The Baltic States


Baltics: Three Republics Regained Independence With Fall Of Communism

By Breffni O'Rourke

In one of a series of stories marking the 10th anniversary of the crumbling of communism in Europe, RFE/RL correspondent Breffni O'Rourke looks at the irresistible tide which carried the three Baltic republics back to independence, despite all difficulties, and at some of the unfinished tasks.

PRAGUE, 26 August 1999 (RFE/RL) -- The three Baltic states, Lithuania, Latvia and Estonia, have an unusual place in the story of the fall of Soviet communism.

The three small republics, huddled on the western tip of Russia, were not part of the vast territory which came under the sway of the Red Army as Nazi Germany was collapsing in 1944.

Rather, they were formally annexed to the USSR in 1940 under the Molotov-Ribbentrop pact between Berlin and Moscow, which assigned the Baltics to the Soviet sphere of influence.

As a result, the Baltic states spent half a century submerged inside the Soviet Union itself, largely losing their identities in the eyes of the outside world.

But exactly 10 year ago this week, the world received a spectacular reminder of Baltic identity when, on a hot and sunny August 23, several million people joined a human chain stretching more than 500 km across the three states, from Vilnius to Tallinn.

While the Baltic people massed in protest, the popular front in each republic issued a joint statement, called the Baltic Way, urging the international community to support their collective desire for independence.

Moscow responded with an ultimatum. On the 26th of August -- 10 years ago today -- the Soviet Central Committee warned the Baltic communists they were approaching an "abyss" unless they suppressed what were called the "separatists and extremists" in their midst.

That seemed a pretty clear reference to the use of force. As the coordinator of RFE/RL's Baltic services, Kestutis Girnius, recalls, it was a decisive moment:

"The central government in Moscow finally realized that the momentum for independence was growing at such a rate that it was unlikely to stop unless brakes were applied from outside, and this was their first attempt to apply a very severe kind of brake."

It's possible to say in hindsight that Soviet President Mikhail Gorbachev had no appetite for a Brezhnev-style invasion aimed at the Baltic states. But the Baltic reformists did not know that and they showed their courage by pressing ahead with their pro-sovereignty program. By September 8 the three fronts met in Lithuania to set up a consultative body.

Throughout this difficult period and afterwards, Western policy towards the Baltics had a certain ambivalence. The United States and the other Western powers strongly supported Baltic independence, having never recognized the legality of the USSR's annexation. But at the same they realized the destructive potential of Moscow's rage if the Balts tried to break away. In addition, the Western powers had signed the Helsinki Accords, which committed them to recognition of signatories' territorial integrity. As Girnius puts it:

"So the Balts got two kinds of messages, first was that we support you, we have never recognized your occupation. But the second message was that your independence to a great degree depends on the willingness of Moscow to let you go, so you have to wait".
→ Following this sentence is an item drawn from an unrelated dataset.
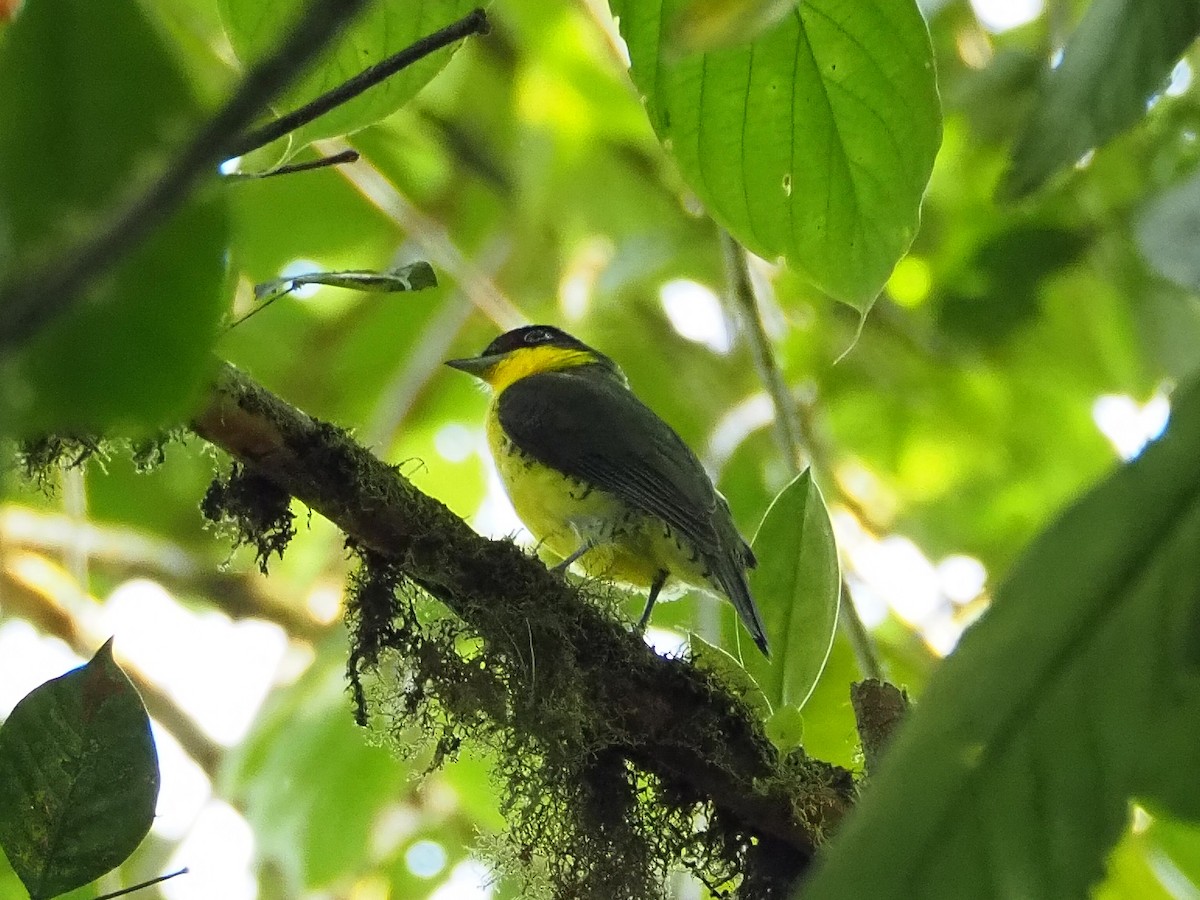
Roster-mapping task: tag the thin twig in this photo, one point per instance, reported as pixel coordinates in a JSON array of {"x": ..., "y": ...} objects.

The West was worried then that the whole process of liberalization in Central and East Europe could be upset by a backlash from Moscow against hasty moves in the Baltics. Today, 10 years on, the three Baltic states are still vigorously and sometimes impatiently pursuing membership of the major Western structures, the European Union and NATO. The EU is moving ponderously but with certainty to admit all three states, but that process will take probably until the middle of the next decade.

The question of NATO membership is more delicate. The West is committed to achieving that goal. As U.S. Assistant Secretary of State Marc Grossman put it at a Senate panel hearing (July 15, 1998), America is determined to create the conditions under which Estonia, Latvia and Lithuania can "one-day" gain membership of the alliance. But in practice moving the Western security pact into former Soviet territory is still a sensitive issue, and progress will depend in part on who replaces Boris Yeltsin as Russian President next year.

To return to the events of a decade ago, events moved swiftly as the autumn of 1989 progressed. The Lithuanian communist party decided to call a conference in which it would declare independence of the Soviet party. As Girnius says:

"It was doing this not necessarily because of the will of its leadership, but because of pressure from below and the absolute conviction that unless they moved forward in this way that they would be completely swept aside."

The Berlin Wall fell on November 9, and days later the Estonian Supreme Soviet nullified the 1940 annexation, and a Latvian commission declared the Soviet occupation illegal. Lithuania stood alone when it declared independence in March 1990, an act which led to a blockade from Moscow. But by the following year, as the breakup of the Soviet Union loomed, all three republics had regained their independence, and were starting out on their new road of democracy and economic reform.